Via de regra, quando voltamos de alguma temporada fora para os ambientes habituais, nos deparamos com reações diversas: há as recepções efusivas via saudações em altos decibéis, as acolhidas fraternas com apertados abraços e há os encontros reticentes, ambas as partes se redescobrindo. Das relações que estabelecemos na vida, as mais cotidianas são as mais sensíveis a longos períodos de afastamento.
As parcerias, que muito nos assistem em ações diárias, são aquelas fortemente afetadas por compridas separações. As imprescindíveis para as aberturas das passagens em nossos ofícios, as necessárias para que possamos reentrar em aconchegos caseiros, as insubstituíveis para que se dê a partida nos motores que nos movem, são aquelas confrangidas em maior grau pelos extensos momentos de distanciamento.
Num primeiro tempo, a pessoa retornada se depara com a realidade de que perdeu alguma coisa do traquejo e do jeito de lhe dar com todas aquelas sem as quais, algum dia, passagens não teriam sido descerradas, a familiar segurança não poderia ter sido acessada, as cilindradas que dispomos não se potenciariam. São essas situações e eventos que constituem proficiência àquilo que temos à mão, que engendram proficuidade às prestâncias.

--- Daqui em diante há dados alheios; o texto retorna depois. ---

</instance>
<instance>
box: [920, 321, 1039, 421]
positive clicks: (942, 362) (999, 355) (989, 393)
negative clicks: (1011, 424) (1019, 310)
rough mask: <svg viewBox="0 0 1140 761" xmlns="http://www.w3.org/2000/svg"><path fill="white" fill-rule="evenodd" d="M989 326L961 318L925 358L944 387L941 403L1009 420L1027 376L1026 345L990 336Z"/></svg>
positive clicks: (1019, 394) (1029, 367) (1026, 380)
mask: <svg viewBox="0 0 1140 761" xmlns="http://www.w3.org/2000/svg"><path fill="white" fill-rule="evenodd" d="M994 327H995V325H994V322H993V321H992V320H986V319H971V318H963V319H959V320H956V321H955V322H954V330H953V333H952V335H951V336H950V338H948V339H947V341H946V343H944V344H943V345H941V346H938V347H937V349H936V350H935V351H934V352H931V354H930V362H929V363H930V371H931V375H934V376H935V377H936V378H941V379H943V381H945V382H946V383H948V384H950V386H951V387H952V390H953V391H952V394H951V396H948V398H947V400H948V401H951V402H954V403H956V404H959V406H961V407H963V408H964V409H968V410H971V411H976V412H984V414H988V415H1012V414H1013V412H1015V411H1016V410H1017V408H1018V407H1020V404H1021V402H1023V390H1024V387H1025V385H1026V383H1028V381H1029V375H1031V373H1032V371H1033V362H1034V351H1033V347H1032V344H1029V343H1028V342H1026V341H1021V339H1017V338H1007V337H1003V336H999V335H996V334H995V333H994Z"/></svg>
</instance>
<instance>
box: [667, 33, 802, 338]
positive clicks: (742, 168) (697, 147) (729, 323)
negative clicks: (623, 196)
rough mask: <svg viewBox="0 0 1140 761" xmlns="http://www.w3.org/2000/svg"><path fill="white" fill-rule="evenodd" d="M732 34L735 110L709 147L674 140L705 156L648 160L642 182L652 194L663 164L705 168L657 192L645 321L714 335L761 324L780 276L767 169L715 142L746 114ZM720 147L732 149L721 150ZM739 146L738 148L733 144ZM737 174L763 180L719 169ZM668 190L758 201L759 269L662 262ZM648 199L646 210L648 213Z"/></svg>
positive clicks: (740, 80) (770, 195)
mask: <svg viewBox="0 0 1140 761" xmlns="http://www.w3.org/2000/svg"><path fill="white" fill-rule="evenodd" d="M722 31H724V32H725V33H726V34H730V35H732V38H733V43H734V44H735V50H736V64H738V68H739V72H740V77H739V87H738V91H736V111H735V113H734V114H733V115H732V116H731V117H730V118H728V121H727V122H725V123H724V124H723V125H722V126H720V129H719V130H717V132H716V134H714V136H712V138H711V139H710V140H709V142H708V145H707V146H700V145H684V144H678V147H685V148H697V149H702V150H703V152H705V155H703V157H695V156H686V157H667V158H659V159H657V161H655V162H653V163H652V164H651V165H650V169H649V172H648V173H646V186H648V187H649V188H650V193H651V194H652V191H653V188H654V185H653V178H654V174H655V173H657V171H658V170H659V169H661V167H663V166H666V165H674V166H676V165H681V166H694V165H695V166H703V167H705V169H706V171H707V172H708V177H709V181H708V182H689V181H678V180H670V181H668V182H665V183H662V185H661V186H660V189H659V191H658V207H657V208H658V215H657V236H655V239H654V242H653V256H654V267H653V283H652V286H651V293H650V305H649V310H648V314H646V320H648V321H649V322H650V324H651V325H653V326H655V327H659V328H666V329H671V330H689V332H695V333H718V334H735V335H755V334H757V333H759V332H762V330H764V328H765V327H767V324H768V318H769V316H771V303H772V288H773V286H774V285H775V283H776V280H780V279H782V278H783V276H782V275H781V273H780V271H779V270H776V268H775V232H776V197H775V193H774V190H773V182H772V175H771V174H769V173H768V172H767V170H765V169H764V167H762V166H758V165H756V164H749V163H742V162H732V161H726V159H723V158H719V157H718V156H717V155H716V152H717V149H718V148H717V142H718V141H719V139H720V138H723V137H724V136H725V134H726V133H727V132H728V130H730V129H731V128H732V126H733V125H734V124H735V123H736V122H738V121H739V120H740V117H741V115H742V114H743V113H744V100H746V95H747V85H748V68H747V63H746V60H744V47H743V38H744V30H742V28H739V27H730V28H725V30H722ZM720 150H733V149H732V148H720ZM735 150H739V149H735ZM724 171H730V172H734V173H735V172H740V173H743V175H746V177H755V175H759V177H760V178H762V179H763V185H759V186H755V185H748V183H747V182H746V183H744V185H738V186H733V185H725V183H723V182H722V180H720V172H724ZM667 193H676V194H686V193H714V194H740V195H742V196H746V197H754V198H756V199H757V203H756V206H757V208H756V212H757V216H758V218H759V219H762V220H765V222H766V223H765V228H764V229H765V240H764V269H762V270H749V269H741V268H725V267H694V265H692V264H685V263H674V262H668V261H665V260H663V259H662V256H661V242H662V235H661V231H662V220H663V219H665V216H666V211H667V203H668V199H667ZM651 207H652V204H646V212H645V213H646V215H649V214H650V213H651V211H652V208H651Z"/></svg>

É praticamente impossível reingressar no mundo do trabalho sem destravar trincos; é infactível reocupar lugares de íntimo conforto sem abrir portas, é difícil acionar nossos propulsores sem as chaves certas.
É neste sentido que acredito serem elas, as chaves, uma das companhias corriqueiras também impactadas com nossa ausência, sendo as que ativamente manifestam ressentimentos nos momentos iniciais da volta.
Assim, a que primeiro manifesta sua birra é a Pado da porta de casa. Se escondendo no molho, só depois de equivocadamente tentarmos a do portão, de erroneamente usarmos a do cadeado da grade ou girarmos desacertadamente a da cozinha, é que ela se apresenta. Surge serena, como se não soubesse de nossa ansiedade já instalada. No serviço, o vexame é o mesmo: a chave da repartição se perde por entre aquelas correspondentes aos fechos do banheiro e dos armários, nos levando ao constrangimento de ter o acesso ao escritório destravado pelo auxílio de algum colega que divida o mesmo espaço conosco. Quanto à chave do veículo, essa, obviamente, por muito que queira, não consegue se esconder, não consegue se disfarçar em nenhum tipo de chavezinha; contudo, faz de conta que nunca foi introduzida na engrenagem da partida: emperra nas primeiras tentativas e apenas depois de pacientes ensaios de ajuste de posição é que faz funcionar as engrenagens.
Então, é no regresso ao cotidiano pausado que podemos nos deparar com a verdade de que, dispositivos indispensáveis em nossa existência, as chaves nunca nos deixam saudades. Apesar do tom bronze (que toma o que já fora um reluzente e prateado corpo) registrar sua valência em nossa vida, não estão entre as criaturas de nossas mínimas lembranças.